Burkina Faso army enters capital as coup leaders free president

Burkina Faso army troops have entered the capital Ouagadougou without resistance and begun negotiating the surrender of coup leaders, police said early on Tuesday as France’s ambassador tweeted that the interim president had been released. "All units (of the army mobilised on Monday to march on the capital) reached Ouagadougou" overnight, Colonel Serge Alain Ouedraogo, deputy head of the Burkinabe police, told AFP. "We must now secure the surrender of the (coup leaders) without gunfire or bloodshed,“ he said.

We demand that they put down their weapons and rejoin Camp Sangoule Lamizana.

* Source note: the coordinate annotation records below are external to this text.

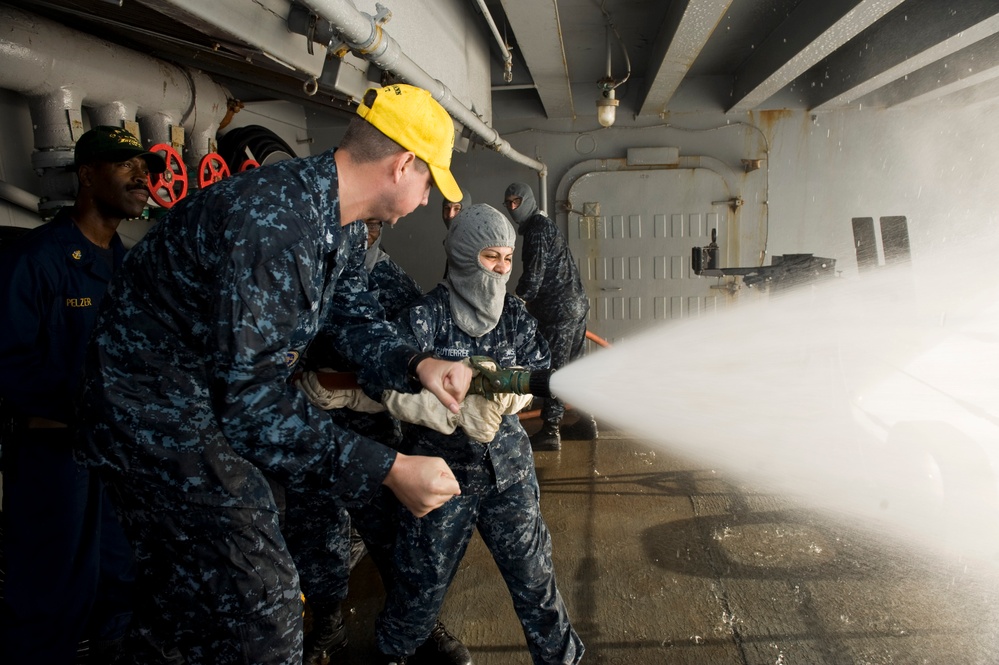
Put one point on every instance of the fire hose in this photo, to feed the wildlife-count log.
(490, 379)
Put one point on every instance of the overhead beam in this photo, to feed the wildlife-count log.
(967, 68)
(912, 37)
(814, 30)
(262, 24)
(686, 29)
(538, 28)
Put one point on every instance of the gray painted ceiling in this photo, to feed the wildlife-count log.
(728, 55)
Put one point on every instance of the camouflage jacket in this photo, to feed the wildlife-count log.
(514, 342)
(187, 373)
(550, 283)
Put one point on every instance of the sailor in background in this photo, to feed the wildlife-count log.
(553, 291)
(187, 406)
(69, 569)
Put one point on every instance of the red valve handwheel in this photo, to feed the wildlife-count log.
(170, 186)
(212, 169)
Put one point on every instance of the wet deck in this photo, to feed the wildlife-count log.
(666, 561)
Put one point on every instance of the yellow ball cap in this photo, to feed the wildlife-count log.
(411, 117)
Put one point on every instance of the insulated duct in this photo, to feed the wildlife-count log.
(369, 40)
(61, 71)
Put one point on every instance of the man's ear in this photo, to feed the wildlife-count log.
(401, 164)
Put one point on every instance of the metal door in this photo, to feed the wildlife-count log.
(631, 233)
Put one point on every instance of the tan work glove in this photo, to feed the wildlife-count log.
(342, 398)
(422, 408)
(510, 403)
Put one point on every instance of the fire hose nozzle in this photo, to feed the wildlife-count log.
(492, 379)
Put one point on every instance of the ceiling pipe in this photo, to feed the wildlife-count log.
(61, 70)
(504, 49)
(370, 41)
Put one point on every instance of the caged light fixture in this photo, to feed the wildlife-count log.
(607, 102)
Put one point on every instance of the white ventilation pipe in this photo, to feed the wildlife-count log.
(374, 44)
(61, 71)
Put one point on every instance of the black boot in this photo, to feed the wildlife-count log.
(327, 638)
(441, 648)
(547, 439)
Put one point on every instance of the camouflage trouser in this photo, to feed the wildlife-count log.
(217, 586)
(429, 549)
(566, 341)
(317, 526)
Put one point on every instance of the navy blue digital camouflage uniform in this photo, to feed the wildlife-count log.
(187, 403)
(499, 496)
(65, 551)
(317, 525)
(553, 291)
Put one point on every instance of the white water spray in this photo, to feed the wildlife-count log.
(874, 396)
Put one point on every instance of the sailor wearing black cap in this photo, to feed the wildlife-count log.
(68, 567)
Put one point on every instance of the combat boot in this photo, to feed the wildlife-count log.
(441, 648)
(547, 439)
(327, 638)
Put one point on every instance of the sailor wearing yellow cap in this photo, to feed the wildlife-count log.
(187, 408)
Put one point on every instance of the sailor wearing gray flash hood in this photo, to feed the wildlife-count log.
(470, 313)
(476, 292)
(553, 291)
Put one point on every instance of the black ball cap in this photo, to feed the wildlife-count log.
(114, 144)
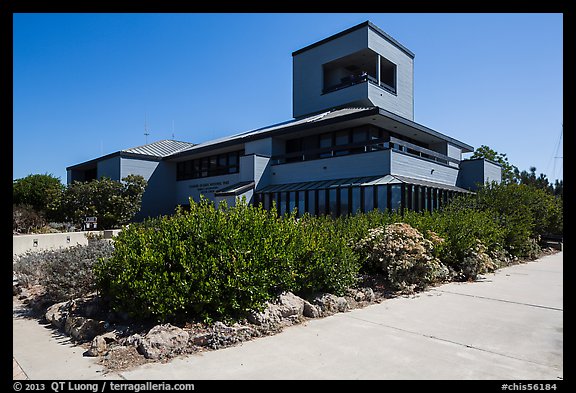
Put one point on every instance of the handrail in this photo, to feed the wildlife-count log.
(423, 150)
(371, 145)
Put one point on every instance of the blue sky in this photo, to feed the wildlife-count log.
(86, 85)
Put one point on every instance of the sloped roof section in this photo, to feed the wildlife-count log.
(356, 182)
(244, 136)
(160, 149)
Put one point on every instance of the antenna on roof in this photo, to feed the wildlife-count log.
(146, 133)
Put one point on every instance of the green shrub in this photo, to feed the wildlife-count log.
(324, 260)
(26, 219)
(41, 192)
(65, 273)
(524, 212)
(221, 262)
(403, 254)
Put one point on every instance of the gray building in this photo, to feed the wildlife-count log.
(352, 145)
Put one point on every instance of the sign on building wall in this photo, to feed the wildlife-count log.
(90, 223)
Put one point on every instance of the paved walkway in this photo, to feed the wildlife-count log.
(507, 326)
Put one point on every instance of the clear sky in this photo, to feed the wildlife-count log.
(87, 85)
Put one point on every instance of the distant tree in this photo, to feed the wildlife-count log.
(559, 188)
(114, 203)
(508, 170)
(530, 179)
(41, 192)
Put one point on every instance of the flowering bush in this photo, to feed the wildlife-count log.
(476, 261)
(404, 255)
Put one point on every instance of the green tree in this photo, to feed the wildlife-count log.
(114, 203)
(530, 179)
(39, 191)
(559, 188)
(509, 171)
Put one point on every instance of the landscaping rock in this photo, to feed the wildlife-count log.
(290, 304)
(58, 313)
(331, 304)
(202, 339)
(269, 318)
(163, 341)
(83, 329)
(99, 345)
(310, 310)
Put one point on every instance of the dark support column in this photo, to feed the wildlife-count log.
(402, 198)
(388, 197)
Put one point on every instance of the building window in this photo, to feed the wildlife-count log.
(322, 202)
(344, 201)
(333, 201)
(301, 203)
(362, 66)
(216, 165)
(311, 202)
(396, 201)
(356, 203)
(382, 197)
(368, 198)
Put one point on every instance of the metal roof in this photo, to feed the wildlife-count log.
(357, 182)
(329, 116)
(161, 148)
(260, 132)
(235, 189)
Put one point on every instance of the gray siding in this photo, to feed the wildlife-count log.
(260, 146)
(454, 152)
(308, 77)
(492, 172)
(403, 102)
(158, 198)
(256, 168)
(205, 186)
(417, 168)
(478, 171)
(307, 71)
(133, 166)
(366, 164)
(109, 168)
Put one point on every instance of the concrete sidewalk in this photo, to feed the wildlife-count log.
(507, 326)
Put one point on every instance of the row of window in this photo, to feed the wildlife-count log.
(216, 165)
(349, 200)
(338, 143)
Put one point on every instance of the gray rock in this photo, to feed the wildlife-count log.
(58, 313)
(134, 340)
(268, 318)
(83, 329)
(330, 304)
(369, 295)
(290, 304)
(310, 310)
(163, 341)
(202, 339)
(98, 347)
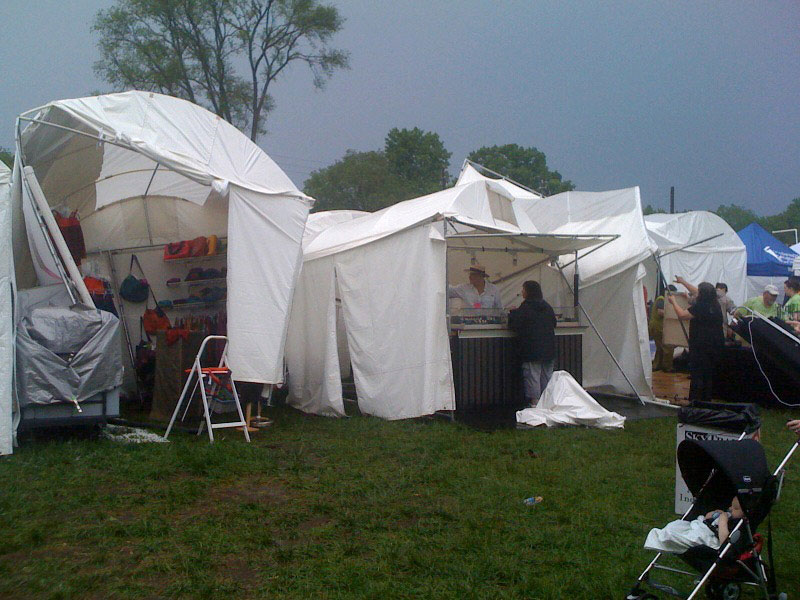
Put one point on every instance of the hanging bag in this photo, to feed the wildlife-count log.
(133, 289)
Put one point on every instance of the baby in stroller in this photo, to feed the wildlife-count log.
(711, 529)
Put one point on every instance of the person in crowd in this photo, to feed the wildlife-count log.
(534, 322)
(662, 361)
(764, 304)
(478, 293)
(705, 339)
(791, 308)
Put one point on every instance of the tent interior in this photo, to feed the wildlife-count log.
(616, 354)
(379, 280)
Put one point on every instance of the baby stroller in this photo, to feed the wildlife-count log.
(716, 472)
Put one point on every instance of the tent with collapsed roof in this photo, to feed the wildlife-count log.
(699, 246)
(143, 169)
(612, 279)
(769, 260)
(389, 270)
(6, 318)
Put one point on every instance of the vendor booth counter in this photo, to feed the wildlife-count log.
(487, 372)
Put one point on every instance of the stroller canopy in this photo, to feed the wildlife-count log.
(740, 469)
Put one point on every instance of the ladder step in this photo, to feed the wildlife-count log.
(223, 425)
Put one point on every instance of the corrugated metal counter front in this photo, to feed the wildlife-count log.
(486, 368)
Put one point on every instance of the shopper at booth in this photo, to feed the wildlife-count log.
(705, 338)
(479, 292)
(534, 322)
(664, 353)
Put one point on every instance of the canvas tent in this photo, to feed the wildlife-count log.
(612, 290)
(389, 269)
(142, 170)
(699, 246)
(6, 318)
(768, 259)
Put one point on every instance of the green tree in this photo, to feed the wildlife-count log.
(222, 54)
(7, 157)
(527, 166)
(418, 157)
(739, 217)
(359, 181)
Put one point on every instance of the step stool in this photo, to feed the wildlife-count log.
(213, 382)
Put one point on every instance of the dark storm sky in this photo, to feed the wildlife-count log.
(699, 95)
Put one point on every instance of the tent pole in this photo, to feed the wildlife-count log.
(124, 321)
(602, 341)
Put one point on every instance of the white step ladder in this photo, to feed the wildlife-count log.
(212, 382)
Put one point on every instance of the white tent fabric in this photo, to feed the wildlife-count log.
(611, 278)
(722, 259)
(389, 269)
(565, 402)
(147, 169)
(6, 317)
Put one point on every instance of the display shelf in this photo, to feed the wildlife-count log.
(196, 282)
(190, 305)
(190, 259)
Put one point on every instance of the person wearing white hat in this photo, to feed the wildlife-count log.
(765, 304)
(479, 292)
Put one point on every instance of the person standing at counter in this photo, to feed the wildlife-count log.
(534, 322)
(478, 293)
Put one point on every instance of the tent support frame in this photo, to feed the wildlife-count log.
(602, 340)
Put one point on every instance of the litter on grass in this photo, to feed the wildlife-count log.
(131, 435)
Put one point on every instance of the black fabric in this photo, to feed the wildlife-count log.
(534, 322)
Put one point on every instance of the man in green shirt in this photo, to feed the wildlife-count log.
(764, 304)
(791, 309)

National Armed Forces statement

The Colonel spoke after French ambassador Gilles Thibault tweeted that interim president Michel Kafando, who had been under house arrest, was now "at the French residence”. Kafando had been arrested on Wednesday as Burkina was plunged into turmoil when soldiers from the powerful presidential guard regiment loyal to ex-leader Blaise Compaore detained him and prime minister Isaac Zida, himself a former deputy commander of the unit. The RSP, an elite unit of 1,300 men, officially declared a coup the following day and installed General Gilbert Diendere, a close Compaore ally, as the country’s new leader. Burkina Faso’s army chiefs on Monday ordered coup leaders to lay down their arms as troops began marching from the provinces towards the capital Ouagadougou.